No es un fenómeno sólo cordobés. Cuando una persona (generalmente en la adolescencia) decide dedicarse a escribir, elige hacer sus primeras armas literarias en la poesía. Creen ver en el hecho de escribir versos una facilidad: no hay que escribir mucho (una poesía puede tener un solo verso); no hay que ser necesariamente coherente; no hay que contar necesariamente una historia, no hay que plantear ninguna teoría u opinión e, inclusive, un golpe de azar puede convertir a nuestro mejunje de palabras y sensaciones en un muy buen poema. Eso creen los ingenuos que sospechan cierta facilidad para la poesía. Y después, el factor determinante en los últimos tiempos: la web. “Lo cargo y a alguien le va a gustar”. Ante este fenómeno, llegando al extremo de resultar molesto, algunos intelectuales han llamado la atención sobre las toneladas de basura poética que circula. Y esta idea salpica injustamente a toda la poesía, tiñendo de sospechas al mismísimo género. Cuando le pregunté a Carlos Barbarito si era verdad que la poesía estaba subvalorada con respecto a otros géneros me contestó que un poeta actúa a través de las grietas, de los intersticios, no porque lo quiera, porque está obligado a hacerlo. Generalmente, y al decir generalmente me expreso con suavidad, fracasa. Fracasamos. La única estética posible es la del fracaso, dice Cocteau.

Elige un cuento de Salinger, Borges; Cortazar, A. Castillo, Chejov, Kafka, Mauppasant. Cuál sería y porque.
Uff, arduo trabajo. De Salinger eligiría “Un buen día para el pez plátano” porque es absolutamente brutal. De Borges me gusta mucho “Emma Zunz”, porque en el final devela todo un universo, el de las causas y efectos como piezas intercambiables de la realidad. De Cortazar me quedo (así rápido) con “Carta a una señorita en Paris” porque fue mi primer encuentro con el absurdo (pero no puedo evitar recordar “Casa Tomada”, “La Noche boca arriba” y “Autopista del sur”, por supuesto).

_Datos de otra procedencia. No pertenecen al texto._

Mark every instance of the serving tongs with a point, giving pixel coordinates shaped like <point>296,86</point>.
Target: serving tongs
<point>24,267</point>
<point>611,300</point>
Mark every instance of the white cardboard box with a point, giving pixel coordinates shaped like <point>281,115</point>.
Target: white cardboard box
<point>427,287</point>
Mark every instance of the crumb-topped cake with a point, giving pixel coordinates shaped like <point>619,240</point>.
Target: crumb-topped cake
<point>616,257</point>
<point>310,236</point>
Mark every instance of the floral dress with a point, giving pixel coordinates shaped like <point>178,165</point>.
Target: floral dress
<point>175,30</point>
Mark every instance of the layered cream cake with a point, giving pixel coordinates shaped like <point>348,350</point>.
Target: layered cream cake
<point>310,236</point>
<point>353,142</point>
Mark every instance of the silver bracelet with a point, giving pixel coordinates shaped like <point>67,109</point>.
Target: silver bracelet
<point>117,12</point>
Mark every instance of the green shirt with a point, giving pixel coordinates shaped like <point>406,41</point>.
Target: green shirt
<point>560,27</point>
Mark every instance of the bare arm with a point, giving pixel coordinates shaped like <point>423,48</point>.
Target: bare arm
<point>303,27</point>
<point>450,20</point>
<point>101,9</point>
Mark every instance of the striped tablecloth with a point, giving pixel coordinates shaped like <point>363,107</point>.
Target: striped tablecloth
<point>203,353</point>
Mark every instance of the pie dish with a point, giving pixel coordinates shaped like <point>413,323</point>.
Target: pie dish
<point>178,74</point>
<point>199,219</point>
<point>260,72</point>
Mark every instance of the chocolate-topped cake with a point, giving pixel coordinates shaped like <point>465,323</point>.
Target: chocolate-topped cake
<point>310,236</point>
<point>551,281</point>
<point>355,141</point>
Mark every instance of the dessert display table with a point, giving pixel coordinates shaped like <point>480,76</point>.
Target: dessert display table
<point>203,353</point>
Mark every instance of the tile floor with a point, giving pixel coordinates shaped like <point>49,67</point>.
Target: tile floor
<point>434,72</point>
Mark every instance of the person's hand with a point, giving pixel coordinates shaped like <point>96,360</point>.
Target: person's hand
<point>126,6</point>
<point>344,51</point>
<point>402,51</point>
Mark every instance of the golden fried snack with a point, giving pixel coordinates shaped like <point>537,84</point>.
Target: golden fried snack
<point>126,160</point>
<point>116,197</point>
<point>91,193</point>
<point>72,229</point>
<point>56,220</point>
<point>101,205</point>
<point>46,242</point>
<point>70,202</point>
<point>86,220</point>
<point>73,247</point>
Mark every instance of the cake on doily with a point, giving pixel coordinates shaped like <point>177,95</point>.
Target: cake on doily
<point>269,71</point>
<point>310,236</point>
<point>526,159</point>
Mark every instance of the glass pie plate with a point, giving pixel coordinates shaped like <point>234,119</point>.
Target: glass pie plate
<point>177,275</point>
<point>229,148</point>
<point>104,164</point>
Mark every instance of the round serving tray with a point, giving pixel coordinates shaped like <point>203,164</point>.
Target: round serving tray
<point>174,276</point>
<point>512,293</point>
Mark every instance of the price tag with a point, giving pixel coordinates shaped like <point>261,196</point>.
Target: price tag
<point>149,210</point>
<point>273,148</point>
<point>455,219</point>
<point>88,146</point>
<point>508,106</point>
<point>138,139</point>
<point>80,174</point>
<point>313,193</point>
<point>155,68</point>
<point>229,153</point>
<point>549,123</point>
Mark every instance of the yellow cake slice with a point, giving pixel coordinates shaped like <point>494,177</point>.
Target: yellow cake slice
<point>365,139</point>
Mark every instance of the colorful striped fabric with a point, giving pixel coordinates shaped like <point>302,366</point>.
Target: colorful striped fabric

A Chéjov no lo he leído mucho, pero recuerdo “Amorcito”; Kafka tiene ese monstruo paradigmático llamado “El castillo”. Y de Maupassant es imposible no recordar Tombuctú. De Abelardo recuerdo muy presente a “El candelabro de plata” específicamente por este pasaje: “Quiero decir algo: miento prodigiosamente. Y es natural. La fantasía del que está solo se desarrolla, a veces, como una corcova de la imaginación, un poco monstruosamente; con ella elabora un universo tramposo, exclusivo, inverificable, que —como el creado por Dios— suele acabar aniquilándose a sí mismo. El suicidio o la locura son dos formas de Apocalipsis individual: la venganza de la soledad”

¿ Sos un lector salvaje que lees todo el tiempo o solo por períodos. Tu biblioteca va aumentando con los años o básicamente hay pocos libros.
Leo todo el tiempo, pero soy salvaje. Llevo una lectura fragmentada y caótica. En mi biblioteca de papel hay pocos libros, aumenta lentamente. Espero ansioso que bajen los precios de los e-book readers.

Si fueras un coleccionista de libros viejos, que primera edición te gustaría tener en tu casa. Yo tengo uno de 1930 de Leonidas Barletta autografiado.
No tengo un fetiche con los libros, pero colecciono estampillas. Tengo una de Bohemia y Moravia, un país que duró lo que un suspiro.

El primer libro que leíste en tu vida y el último. Diferencias y similitudes que encontraste en cada libro.
El Primero que leí en mi vida debe haber sido El Monte era una Fiesta, de Gustavo Roldán, o bien Luzul, el muchacho espacial, ya no recuerdo. El último que leí fue Zen en el arte de escribir de Ray Bradbury. En todos ellos se encuentra una desprejuiciada frescura.